Bream: Bream are still being caught throughout the area but especially in Beaverlodge and Bridge Lakes.  There may still be a few catalpa worms left on the trees (pictured), that are excellent bream bait!   Be sure to check out the tree by our office.  The afternoon bite is improving as water temperatures begin to cool off.  Fish feeders at Jones and Beaverlodge Lakes are excellent spots to fish for bream.  The feeders at Jones Lake have been shut off to help improve water quality but they should still be good spots to fish.  Fish a spot for 30 minutes or so then try another if it hasn’t worked out.  The anglers really catching bream right now seem to be moving around a lot to find them.
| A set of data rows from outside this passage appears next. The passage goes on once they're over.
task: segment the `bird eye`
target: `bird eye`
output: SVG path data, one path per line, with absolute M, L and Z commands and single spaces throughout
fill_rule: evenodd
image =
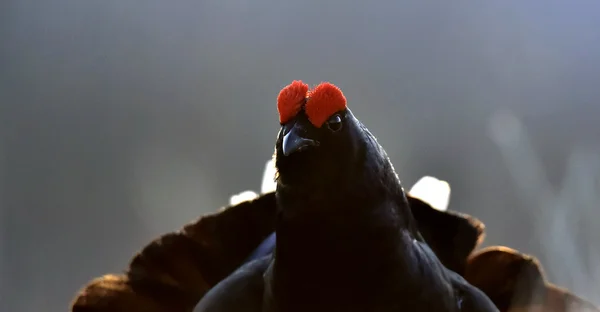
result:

Channel Catfish: The catfish action has been good lately.  There may still be a few catalpa worms left on the trees (pictured), that are excellent catfish bait!  Be sure to check out the tree by our office.  Nice fish have been biting in Willow, with a four-pounder just caught off one of the ADA piers on the peninsula.   Deep water around the siphon drain structures continue to be good spots for catfish, but shallower areas are improving as well.  Fish feeders at Jones and Beaverlodge are excellent spots to fish for catfish.  The feeders at Jones Lake have been shut off to help improve water quality but are still excellent spots to fish.  A nice catfish was caught yesterday next to one of the Jones feeders.  Remember, the PFA record catfish has not been set!  Any channel catfish caught on McDuffie PFA that exceeds 12 lb. will qualify as an official PFA record fish.  Please see application at kiosk for details.

Striped Bass: Stripers can be found in Clubhouse and Bridge Lakes.  It may seem funny, but try using chicken liver and worms. It works.  We’re getting into the time of year where the larger stripers start biting crankbaits.